Promising Alternatives to Conventional Antibiotics for Salmonella Biofilms

Considering the growing threat of antibiotic-resistant Salmonella, researchers are exploring alternative, integrated strategies to prevent and disrupt Salmonella biofilms, such as:

• Vaccination: Although vaccination is considered the most effective method for preventing infectious diseases, at present, no vaccine for invasive non-typhoidal Salmonella (iNTS) is commercially available.

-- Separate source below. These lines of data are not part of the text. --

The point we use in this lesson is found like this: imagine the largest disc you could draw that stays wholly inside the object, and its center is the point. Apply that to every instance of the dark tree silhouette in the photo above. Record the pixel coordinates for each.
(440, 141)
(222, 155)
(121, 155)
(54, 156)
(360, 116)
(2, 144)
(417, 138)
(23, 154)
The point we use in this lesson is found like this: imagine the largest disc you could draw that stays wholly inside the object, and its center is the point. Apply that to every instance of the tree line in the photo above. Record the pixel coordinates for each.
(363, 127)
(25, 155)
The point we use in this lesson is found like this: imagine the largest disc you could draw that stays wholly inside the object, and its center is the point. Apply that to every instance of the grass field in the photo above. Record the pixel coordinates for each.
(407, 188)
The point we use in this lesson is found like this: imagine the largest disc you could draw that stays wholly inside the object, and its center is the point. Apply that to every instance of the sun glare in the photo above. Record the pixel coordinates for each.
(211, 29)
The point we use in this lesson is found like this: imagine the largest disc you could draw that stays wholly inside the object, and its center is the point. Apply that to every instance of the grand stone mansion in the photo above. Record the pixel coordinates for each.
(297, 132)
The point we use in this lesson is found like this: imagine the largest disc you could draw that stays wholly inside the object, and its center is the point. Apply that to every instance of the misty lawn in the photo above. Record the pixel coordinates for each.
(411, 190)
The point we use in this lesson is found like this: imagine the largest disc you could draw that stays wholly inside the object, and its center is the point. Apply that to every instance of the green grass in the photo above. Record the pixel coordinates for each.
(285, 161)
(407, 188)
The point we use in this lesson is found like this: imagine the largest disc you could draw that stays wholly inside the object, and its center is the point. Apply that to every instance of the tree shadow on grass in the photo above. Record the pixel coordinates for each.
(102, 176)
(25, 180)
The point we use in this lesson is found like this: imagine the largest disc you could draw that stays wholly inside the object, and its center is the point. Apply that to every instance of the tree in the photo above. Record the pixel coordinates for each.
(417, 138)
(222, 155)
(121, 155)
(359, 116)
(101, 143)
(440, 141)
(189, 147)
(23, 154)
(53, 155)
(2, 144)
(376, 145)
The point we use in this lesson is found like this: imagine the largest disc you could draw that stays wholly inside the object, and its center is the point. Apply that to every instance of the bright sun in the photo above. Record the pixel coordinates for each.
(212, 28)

There are some promising candidates in clinical phases, such as the Trivalent Salmonella Conjugate Vaccine (TSCV), which successfully completed a successful Phase 1 trial in October 2025. Additionally, the iNTS-GMMA vaccine, based on Generalized Module of Membrane Antigen (GMMA) technology, has qualified for Phase 1 human clinical trials.
• Bacteriophages: Research has demonstrated the strong anti-biofilm activity of bacteriophages and their potential usefulness for pathogen control along the food production chain. For example, recent studies have shown the efficacy of phage cocktails for S. enterica on chicken meat, against mature Salmonella biofilms on stainless steel surfaces, and controlling S. Enteritidis on poultry drinkers. Widely abundant and highly adaptable, phages are viruses capable of infecting bacterial cells, leading to genetic alterations within bacterial cells and, oftentimes, cell lysis. Their antimicrobial efficacy is primarily attributed to their ability to encode enzymatically active proteins, targeting components that facilitate virulence and biofilm formation. Importantly, phage efficacy is dependent on many variables; therefore, validating treatments for relevant application conditions is key.
• Plant-based compounds: Essential oils, phenolic acids, and nano-emulsions derived from plant sources have shown inhibitory effects on biofilm formation and gene expression. For example, studies have proven clove and star anise essential oils to be effective against S. Thompson biofilm formation, and nano-garlic emulsion to enhance antimicrobial effects of traditional treatments.
• Antimicrobial peptides (AMPs): Recent research has shown that naturally occurring and synthetic peptides, along with short-chain fatty acids, can disrupt biofilm integrity and bacterial membranes. AMPs are present across all forms of life, where they help limit pathogen spread; when applied for pathogen control, they can attach to and disrupt microbial membranes, including those within established biofilms. For example, a new study has shown the ability of Lactobacillus rhamnosus-derived peptides to inhibit S. Typhimurium and S. Enteritidis under processing conditions.
• Fatty acids: A class of antimicrobial lipids, fatty acids can disrupt bacterial membranes through destabilization and pore formation, interfere with essential cellular processes, and, due to their structural resemblance to certain molecules, may modify microbial communication pathways that are dependent on these molecules and thereby impede biofilm formation ability. Studies have shown several short-chain fatty acids to exhibit inhibitory activity against both planktonic cells and biofilms of S. Typhimurium and S. Enteritidis.
• Synthetic/semi-synthetic compounds: Novel synthetic and semi-synthetic therapeutics can be valuable for addressing salmonellosis while mitigating AMR when these compounds feature new mechanisms of action and/or bind at sites distinct from those targeted by clinically used antibiotics. Other innovative approaches, such as plasma-treated materials, are also emerging; plasma-treated water has been shown to significantly reduce S. Typhimurium biofilm formation.

The Path Forward

Despite promising research, bringing alternative strategies for Salmonella biofilm control into the real world is complicated by biofilm heterogeneity, host-specific conditions, and the potential for microorganisms to develop resistance to alternative therapies. Further studies are required to understand the mechanisms of biofilm formation under relevant environmental and host-associated conditions and to assess the effectiveness of alternative interventions for Salmonella as part of an integrated One Health approach.

Overall, the authors believe that a shift toward a multi-pronged approach to Salmonella control—combining vaccines, phages, and other non-traditional or novel anti-biofilm agents—offers a pathway to reducing reliance on antibiotics while safeguarding public health from foodborne pathogens.